Neurodevelopmental disorders (NDDs) are a heterogenous group of early onset conditions that impact development of the central nervous system (CNS) affecting approximately 2-5% of children worldwide.
The clinical and genetic heterogeneity of NDDs, make it challenging to find a molecular diagnosis for individual cases. Although recent technological improvements have led to a significant increase in diagnostic yield and identification of several new NDD associated genes, many associated genes remain to be discovered.
Initiatives such as GeneMatcher have catalyzed this process allowing clinicians worldwide to indicate their interest in particular genes. In this research line, we aim to study and characterize the function of novel NDD candidate genes as well as assess the effect of specific variants affecting novel or known NDD genes.
For this purpose, we use a wide range of model systems such as 2D and 3D in vitro models, model organisms such as Drosophila melanogaster (fruit fly) and Danio rerio (zebrafish). We aim to characterize the function of these novel NDD genes by using a multi-omics strategy consisting of a combination of functional genomics, transcriptomics and proteomics.
Unveiling the role of the noncoding genome in NDDs.
The emergence of novel sequencing technologies has greatly improved the identification of structural variation, revealing that a human genome harbors tens of thousands of structural variants (SVs).
Since these SVs primarily impact noncoding DNA sequences, the next challenge is one of interpretation, to improve our understanding of human disease etiology. However, this task is severely complicated by the complexity of the gene regulatory landscapes embedded within these noncoding regions, their incomplete annotation, and their dependence on the three-dimensional (3D) conformation of the genome.

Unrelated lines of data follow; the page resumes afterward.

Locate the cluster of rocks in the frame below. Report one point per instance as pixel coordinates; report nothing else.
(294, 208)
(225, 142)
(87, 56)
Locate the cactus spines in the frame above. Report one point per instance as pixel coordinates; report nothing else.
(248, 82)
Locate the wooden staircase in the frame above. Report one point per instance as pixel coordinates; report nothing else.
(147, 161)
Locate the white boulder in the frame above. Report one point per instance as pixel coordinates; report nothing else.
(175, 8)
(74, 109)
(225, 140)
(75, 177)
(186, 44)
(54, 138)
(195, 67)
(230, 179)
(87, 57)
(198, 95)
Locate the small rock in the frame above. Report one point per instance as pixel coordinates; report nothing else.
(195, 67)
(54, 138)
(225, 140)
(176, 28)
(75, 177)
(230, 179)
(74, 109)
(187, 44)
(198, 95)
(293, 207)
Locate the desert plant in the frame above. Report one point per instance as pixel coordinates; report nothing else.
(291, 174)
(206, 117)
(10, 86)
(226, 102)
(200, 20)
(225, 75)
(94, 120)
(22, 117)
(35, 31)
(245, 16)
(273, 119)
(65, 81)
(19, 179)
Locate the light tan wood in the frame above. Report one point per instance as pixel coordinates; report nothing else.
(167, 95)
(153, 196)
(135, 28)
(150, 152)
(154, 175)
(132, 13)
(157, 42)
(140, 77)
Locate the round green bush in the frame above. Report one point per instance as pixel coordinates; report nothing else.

In the last decade, new technologies arose to map 3D genome conformation, providing an ever finer view on regulatory interactions. Furthermore, large consortia have made tremendous progress in characterizing regulatory elements in a large range of human tissues and cell types. Nevertheless, there still is a large gap between the interpretation of coding variants, both SVs and single nucleotide variants (SNVs), and noncoding variation not only in the general population but certainly in view of rare diseases.
Since the development of the brain, the most complex human organ, is tightly regulated, the impact of noncoding SVs must also be carefully considered in the context of neurodevelopmental diseases. Therefore, this research line aims to shed more light on the importance of noncoding elements in neurodevelopment and thus in NDDs.
We study specific noncoding loci that appear to be enriched for SV breakpoints, e.g. the MEF2C and FOXG1 loci. We aim to characterize the 3D conformation of these loci and identify and validate important regulatory elements that regulate the NDD gene(s) in these loci.
To this end we use relevant 2D and 3D model systems, chromatin conformation capture technologies such as 4C and Hi-C as well as in vitro and in vivo enhancer assays.